On Public Memory in Time and Place

Charlene Myers and David Glassberg are in agreement when they approach their work with the understanding that popular memory has evolved into a series of sometimes conflicting beliefs that inform a community about its place in the broader world and the individual’s place within that community. This must be the result of a more educated public that no longer trusts what had been passed down from medieval power consolidators determined to impose a singular vision. Glassberg invokes Ernest Gellner, a scholarly pioneer studying what defines and confines a nation. Glassberg emphasizes these beliefs and the study of place while engaging public history and popular memory.

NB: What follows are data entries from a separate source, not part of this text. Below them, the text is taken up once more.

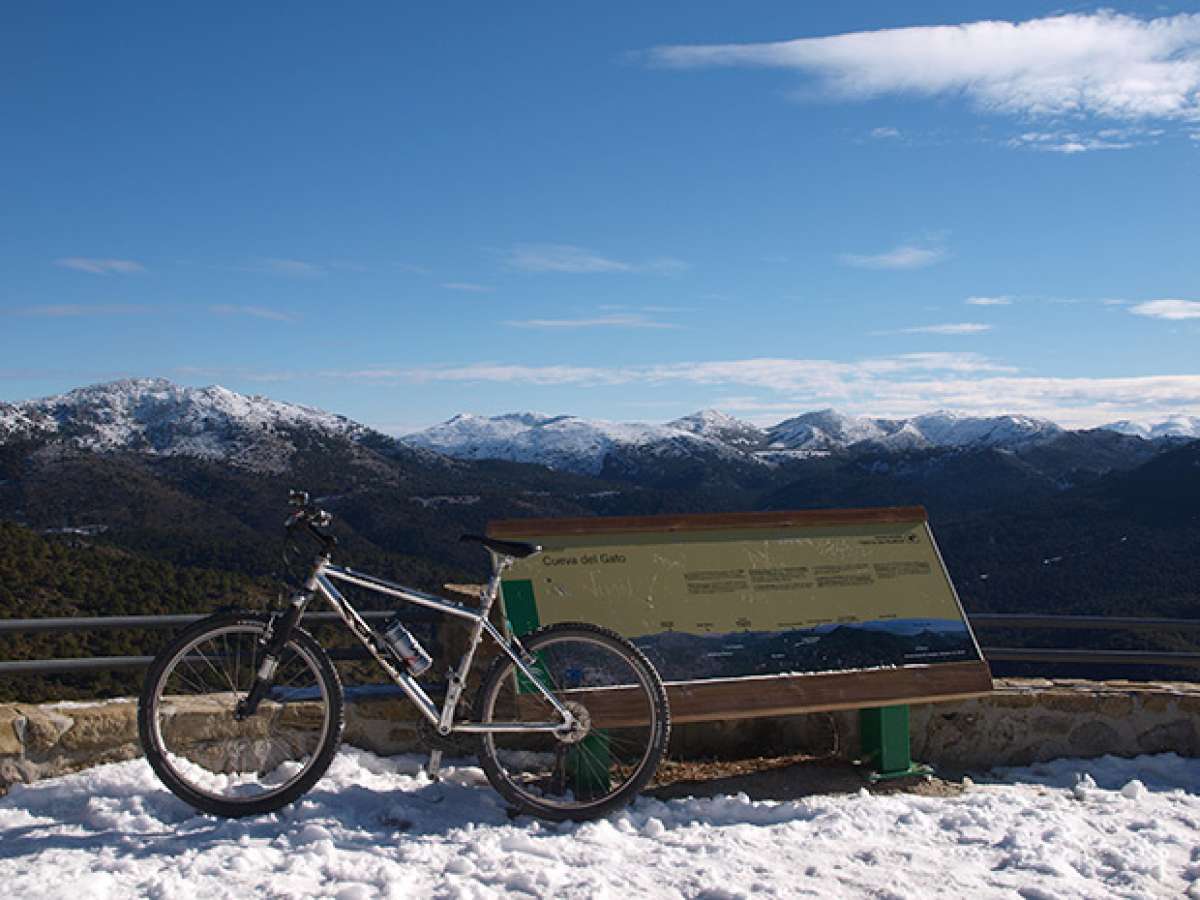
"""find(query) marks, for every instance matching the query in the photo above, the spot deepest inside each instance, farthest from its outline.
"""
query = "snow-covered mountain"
(831, 430)
(157, 417)
(719, 426)
(1177, 426)
(569, 443)
(583, 445)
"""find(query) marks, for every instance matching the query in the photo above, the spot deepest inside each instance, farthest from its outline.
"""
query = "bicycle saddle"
(517, 550)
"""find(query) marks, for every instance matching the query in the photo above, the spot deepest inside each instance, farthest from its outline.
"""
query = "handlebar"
(311, 517)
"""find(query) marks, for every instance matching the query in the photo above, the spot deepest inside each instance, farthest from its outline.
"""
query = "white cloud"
(258, 312)
(100, 267)
(1173, 310)
(907, 256)
(466, 286)
(1103, 64)
(899, 385)
(953, 328)
(1073, 142)
(569, 258)
(613, 321)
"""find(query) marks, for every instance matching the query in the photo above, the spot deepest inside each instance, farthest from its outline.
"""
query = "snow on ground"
(1096, 828)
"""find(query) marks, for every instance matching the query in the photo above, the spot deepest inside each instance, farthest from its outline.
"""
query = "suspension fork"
(279, 631)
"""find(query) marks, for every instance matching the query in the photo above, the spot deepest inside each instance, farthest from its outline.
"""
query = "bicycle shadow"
(123, 809)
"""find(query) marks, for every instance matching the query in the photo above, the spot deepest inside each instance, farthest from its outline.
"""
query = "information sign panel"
(760, 613)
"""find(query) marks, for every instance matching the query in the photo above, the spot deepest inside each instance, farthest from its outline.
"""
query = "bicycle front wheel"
(239, 767)
(618, 701)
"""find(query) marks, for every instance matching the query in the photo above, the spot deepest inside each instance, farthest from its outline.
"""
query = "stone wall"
(1021, 721)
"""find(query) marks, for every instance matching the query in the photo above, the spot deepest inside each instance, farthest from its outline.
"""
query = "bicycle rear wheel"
(210, 759)
(615, 694)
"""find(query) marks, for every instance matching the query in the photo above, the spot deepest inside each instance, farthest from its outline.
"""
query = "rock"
(11, 727)
(1179, 736)
(43, 727)
(1093, 738)
(99, 727)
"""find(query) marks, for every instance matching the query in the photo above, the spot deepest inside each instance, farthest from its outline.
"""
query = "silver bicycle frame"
(442, 719)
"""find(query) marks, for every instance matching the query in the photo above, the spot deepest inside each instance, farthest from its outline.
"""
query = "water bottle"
(405, 646)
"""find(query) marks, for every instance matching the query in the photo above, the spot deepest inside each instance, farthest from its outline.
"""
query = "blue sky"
(622, 210)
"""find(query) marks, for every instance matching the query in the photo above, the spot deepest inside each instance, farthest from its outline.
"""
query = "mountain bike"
(243, 713)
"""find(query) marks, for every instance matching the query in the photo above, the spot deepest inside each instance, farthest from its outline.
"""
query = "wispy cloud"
(897, 385)
(257, 312)
(1173, 310)
(100, 267)
(1102, 64)
(952, 328)
(467, 286)
(65, 311)
(569, 258)
(612, 321)
(1074, 142)
(906, 256)
(775, 373)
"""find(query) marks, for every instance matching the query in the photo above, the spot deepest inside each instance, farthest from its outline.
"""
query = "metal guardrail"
(1086, 623)
(981, 621)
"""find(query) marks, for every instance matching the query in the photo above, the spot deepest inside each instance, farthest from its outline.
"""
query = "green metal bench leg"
(883, 735)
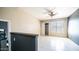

Myers’ Independence Hall employs this method to retell the history of a place while accounting for the community’s that was inspired by, developed around, and worked to evolve the place. But there are gambits here including the risk of making the place primary over human agency. Indeed, Myers often almost makes the building a living breathing thing by overstating the ability of an enshrined object to inspire. It can, but it is far from being a witness and further still an actor

The conflicting component of shared memory is crucial. Although Myers places equal importance on remembering and forgetting, this does not gel with modern nationalistic scholarship which identifies conflict as critical to community formation, not sacrificed for national cohesiveness. As Erika Doss indicates, during national crisis, victory, and political conflict, people are more desperate for memory and tradition. In her Memorial Mania, national conflict has played a critical role in America’s obsession for monuments. So as Susan Crane implies in her thesis, conflict is inevitable in public institutions, and as such, collective memory represents ideological evolution.